A bit like real mafias, the guys from, say, Netscape or PayPal are deeply connected to one another, trust one another, and have likely seen things they don’t want to relive.

Unlike real mafias, members of tech mafias don’t generally speaking collude to do wildly illegal and immoral things.

And then there’s Uber. And yet another area in which that company could break the Valley mould.

There’s long been “lawbreaking” in Silicon Valley: Playing in the grey area of online gambling, illegal file sharing, disrupting hotel and taxi laws. But there’s a difference between disruptive lawbreaking and deliberate, sustained criminality. Just as there’s a difference between driving five miles over the speed limit and committing armed robbery.

As we learn more about the timeline of Anthony Levandowski’s alleged theft of Waymo trade secrets, a growing chorus of commentators are openly speculating just how far over the criminality line Uber might have crossed.

The implication based on that timeline -- and, to be absolutely clear, it’s only an implication as Google is not yet directly alleging this-- is that Levandowski not only stole technology from Google to use to start Otto, but that Uber and/or Travis Kalanick might have been aware of the plan from the start.

The theory hinges on a March 10 written declaration by Google’s Pierre-Yves Droz filed with the court, along with an injunction to prevent Uber using any of its self driving technology. Droz worked closely with Levandowski and claims Levandowski told him he wanted to start a new company that “replicate[d]” Waymo’s technology.
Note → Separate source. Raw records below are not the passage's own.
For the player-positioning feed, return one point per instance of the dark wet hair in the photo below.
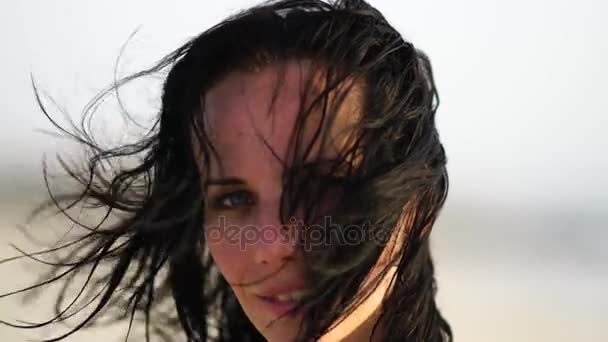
(156, 249)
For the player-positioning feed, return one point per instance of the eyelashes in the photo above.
(240, 199)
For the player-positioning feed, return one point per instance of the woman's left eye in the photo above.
(234, 200)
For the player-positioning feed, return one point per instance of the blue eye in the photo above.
(234, 200)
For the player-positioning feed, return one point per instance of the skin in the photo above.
(247, 190)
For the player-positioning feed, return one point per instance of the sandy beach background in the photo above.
(520, 247)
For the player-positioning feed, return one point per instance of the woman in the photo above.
(286, 192)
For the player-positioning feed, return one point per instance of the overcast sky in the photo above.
(522, 83)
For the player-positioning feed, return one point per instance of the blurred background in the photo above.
(520, 245)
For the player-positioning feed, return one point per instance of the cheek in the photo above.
(231, 260)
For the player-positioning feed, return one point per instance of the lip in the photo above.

Droz says Levandowski said six months earlier he’d had dinner with an Uber executive who said the company would be “interested in buying the team responsible for the LiDAR we were developing at Google.”

Levandowski was also seen at Uber’s headquarters in January 2016-- just days after Google alleging he was downloading files from the server.

Further, when Uber bought Otto after just six months of operations, Kalanick bragged inside the company and outside the company about secret rendezvous the two of them had been having even earlier. From a new Bloomberg BusinessWeek cover story:

The two would go to the San Francisco Ferry Building after sunset, entering separately and each picking up takeout food. They’d begin walking west toward the Golden Gate Bridge, where they’d eventually join up and begin talking. Kalanick recalled that he and Levandowski went on five or so of these walks, each one lasting several hours.

And ReCode reported this week that Kalanick hired Levandowski as a “consultant” to Uber’s self driving efforts as early as February 2016. That’s right: The same month he forms Otto, which was presumably a competing company, and weeks after Google alleges he was downloading trade secrets. About the same time Kalanick is frustrated that his self-driving car company isn’t making rapid enough progress.

Now remember, Kalanick himself has said the future of Uber hinges on winning, and acknowledged this same year, that Uber was “lagging.”

I think we're catching up. Look at some of the folks and how long they've been working on it. Lots of respect for an area that they've pioneered, and we've got to do some catch-up.

If we are to believe Kalanick’s own words, the $70 billion question is how far he would go to save Uber and his own legacy?

Two things make it difficult to give Uber the benefit of the doubt, aside from the bizarre timeline of events. The first is that Uber has absolutely no credibility when it comes to honesty. It has been caught in repeated lies by courts, federal agencies and the press-- whether it’s about market share in China, whether “safety fees” go towards keeping you safe, over how much money drivers can actually make, and over whether or not it undertook “possibly criminal” activities to smear critics.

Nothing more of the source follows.